Bill Clinton cannot decide how he feels, or at least what he should say, about his legacy on crime, and in particular his signing of the Violent Crime Control and Law Enforcement Act more than 20 years ago.
Colloquially known as the Crime Bill, the 1994 law lengthened prison sentences, expanded the use of the death penalty and gave states more money to hire police and build more prisons. It also included an assault weapons ban and funding for inner-city after-school programs.
Last summer in Philadelphia, the former president told an NAACP audience that by signing the bill he had probably made the problem of mass incarceration “worse.”
But he struck a different tone last week. Back in Philly stumping for his wife, Clinton launched a vigorous defense of the crime bill, sparring for 10 minutes with Black Lives Matter protestors. Far from destroying black communities, as the protestors argued, Clinton insisted that the law bolstered them by taking child-murderers and crack dealers off their streets.
By the next day, Clinton had changed his tune once again, claiming that he “almost want[ed] to apologize” for his comments of the previous day.
Clinton’s ambivalence is understandable. It highlights the difficulty in discerning the efficacy of public policies. It also demonstrates the difficulty of speaking candidly about an issue in which race plays an important role and on which human lives depend.

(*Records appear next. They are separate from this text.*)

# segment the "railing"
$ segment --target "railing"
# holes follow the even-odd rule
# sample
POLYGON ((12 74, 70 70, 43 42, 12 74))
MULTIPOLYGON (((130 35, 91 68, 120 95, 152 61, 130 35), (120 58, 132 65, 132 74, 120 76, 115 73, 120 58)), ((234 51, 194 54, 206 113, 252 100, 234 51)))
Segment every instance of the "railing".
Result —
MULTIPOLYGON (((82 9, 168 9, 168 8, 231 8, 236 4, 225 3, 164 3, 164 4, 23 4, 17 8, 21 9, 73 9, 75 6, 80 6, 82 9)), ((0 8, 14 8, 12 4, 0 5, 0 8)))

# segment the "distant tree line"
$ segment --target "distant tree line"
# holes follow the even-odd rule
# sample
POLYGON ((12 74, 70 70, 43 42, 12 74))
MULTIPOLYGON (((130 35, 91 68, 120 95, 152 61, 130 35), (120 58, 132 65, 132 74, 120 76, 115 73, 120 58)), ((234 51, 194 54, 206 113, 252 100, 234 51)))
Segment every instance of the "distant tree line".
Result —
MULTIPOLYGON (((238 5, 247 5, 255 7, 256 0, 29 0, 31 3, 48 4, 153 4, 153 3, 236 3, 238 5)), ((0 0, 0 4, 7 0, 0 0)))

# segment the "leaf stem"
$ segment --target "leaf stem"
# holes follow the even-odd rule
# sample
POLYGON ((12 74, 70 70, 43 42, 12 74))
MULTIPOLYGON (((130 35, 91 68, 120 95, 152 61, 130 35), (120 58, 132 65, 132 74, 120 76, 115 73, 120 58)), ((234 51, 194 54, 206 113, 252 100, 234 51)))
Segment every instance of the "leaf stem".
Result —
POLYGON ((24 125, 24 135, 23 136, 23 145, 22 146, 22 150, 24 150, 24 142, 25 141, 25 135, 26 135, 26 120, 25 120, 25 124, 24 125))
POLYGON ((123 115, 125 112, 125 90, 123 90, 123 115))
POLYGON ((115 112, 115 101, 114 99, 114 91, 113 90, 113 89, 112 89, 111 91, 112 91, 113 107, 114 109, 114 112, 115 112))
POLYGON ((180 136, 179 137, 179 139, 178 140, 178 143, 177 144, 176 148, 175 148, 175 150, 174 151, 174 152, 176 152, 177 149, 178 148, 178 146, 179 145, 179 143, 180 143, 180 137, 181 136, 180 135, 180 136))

The Crime Bill was a bipartisan response to a rise in violent crime. Its defenders claim it was a primary factor in the subsequent drop in crime. “Because of that bill, we had a 25-year low in crime, a 33-year low in the murder rate, and listen to this, because of that and the background check law, a 46-year low in the deaths of people of gun violence,” Clinton said last week.

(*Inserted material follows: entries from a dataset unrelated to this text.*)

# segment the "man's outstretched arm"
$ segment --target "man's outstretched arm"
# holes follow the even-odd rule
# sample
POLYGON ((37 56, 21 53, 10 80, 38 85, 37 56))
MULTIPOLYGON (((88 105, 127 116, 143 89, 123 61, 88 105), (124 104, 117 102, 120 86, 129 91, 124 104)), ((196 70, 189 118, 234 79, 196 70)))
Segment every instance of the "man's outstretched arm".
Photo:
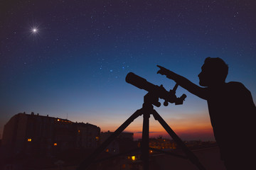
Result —
POLYGON ((207 99, 208 90, 206 88, 200 87, 185 77, 180 76, 169 69, 166 69, 161 66, 157 65, 157 67, 160 68, 160 69, 157 72, 158 74, 166 75, 167 78, 174 80, 179 86, 184 88, 191 94, 203 99, 207 99))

But while the law undoubtedly contributed to those declines, most experts say they had more to do with other factors, such as developments in policing techniques and technology as well as economic, social and even environmental forces beyond the scope of the criminal justice system. Notably, the decline in violent crime began before the Crime Bill became law.
What no one can argue is that the law contributed to an enormous rise in the nation’s prison population. And it’s from there that much black anger stems, and where it is justified.
Since the era of mass incarceration began three decades ago, the prison population has shot up 400 percent, to roughly 2.3 million people, the largest in the world. America has 5 percent of the world’s population but 25 percent of its prisoners. That statistic alone probably tells us something has gone wrong with our criminal justice system, even though it also points toward serious problems, too, with our deteriorating culture and social cohesion.
Fortunately, a consensus has formed that too many people are being placed in prison for too long and at too high a cost, both financially and morally. When ex-offenders leave prison, too many aren’t prepared for reintroduction into society.
A bipartisan coalition of lawmakers, activists and academics agree that the old approach of warehousing prisoners isn’t working and that reform is desperately needed. Any issue upon which President Obama, the ACLU, Rand Paul and the Koch brothers agree deserves our careful attention.
It is undeniable that the erosion of trust that has taken place between police and the black communities must be restored. Black Lives Matter and other activists are not wrong when they say that mass incarceration has helped destroy black communities. But they are also not completely right if they ignore or deny other causes just as obvious.
The criminal justice system is not inherently racist, despite the incidents of racial discrimination by police that do occur. If anything, a policy of deliberate benign neglect by law enforcement for the sole purpose of incarcerating smaller numbers would do greater damage to black communities than to anyone else. Blacks are, after all, disproportionately the victims of violent crimes.
FBI statistics show that about 90 percent of blacks murdered in single-victim crimes are murdered by other blacks. (A similar number is true of white murder victims.) As Clinton put it while shouting at protestors during his defense of the crime bill last week, “You are defending the people who killed the lives you say matter. Tell the truth!”
Telling the truth means acknowledging that mass incarceration did more harm than good. But for the protestors, it also means realizing that by aiming their fire at law enforcement to the exlusion of all other and numerically more serious problems, they are not hastening but delaying the day when this societal ill is resolved.